Yes, Lucian, of course there were; but my point is why would a medical student discover and devour that particular text (and btw the study of blast injuries is not part of a medical student's normal studies; it is an area they might specialise in later) which would prove so crucial to his functioning in the extreme sitaution he found himself in in Bali?

The Blogger Formerly Known As Lvka said...

I doubt he "found" himself in that situation: perhaps the same inclination that lead him to read a book on 'blast-wounds in the First World War' also stirred him to aid blast-wounded individuals later on in life. And the fact that more severely-afflicted patients (such as, Idunno, those that have been in an explosion) need to be "rotated" on a more frequent pace or rate than those which are less afflicted seems to be a self-evident no-brainer, so.. I wouldn't really call it obscure.

Acroamaticus said...

I think the emergency treatment of blast victims (as also fire victims) is more complex than you think, Lucian.

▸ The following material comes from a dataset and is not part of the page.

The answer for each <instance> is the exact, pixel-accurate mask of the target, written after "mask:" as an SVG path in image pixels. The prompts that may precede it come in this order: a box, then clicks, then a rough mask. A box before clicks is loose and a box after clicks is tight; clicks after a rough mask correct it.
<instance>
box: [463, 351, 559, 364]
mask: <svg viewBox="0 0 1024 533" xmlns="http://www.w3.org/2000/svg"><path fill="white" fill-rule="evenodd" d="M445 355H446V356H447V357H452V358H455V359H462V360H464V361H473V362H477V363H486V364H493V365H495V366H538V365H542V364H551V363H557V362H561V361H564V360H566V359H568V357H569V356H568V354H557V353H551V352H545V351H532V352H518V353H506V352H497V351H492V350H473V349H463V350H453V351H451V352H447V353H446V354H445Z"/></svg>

The medical intern would not had known about the need to apply the scalpel unless he had read the WWI text. Then, as you say, he "found" himself in a situation where exactly that knowledge was required. You call it coincidence if you like, I see providence - "not a sparrow...".

The Blogger Formerly Known As Lvka said...

I didn't say it was a coincidence. All I said was that the reason for both him reading the book and him pursuing that particular branch of medicine were due to his personal interest with the subject.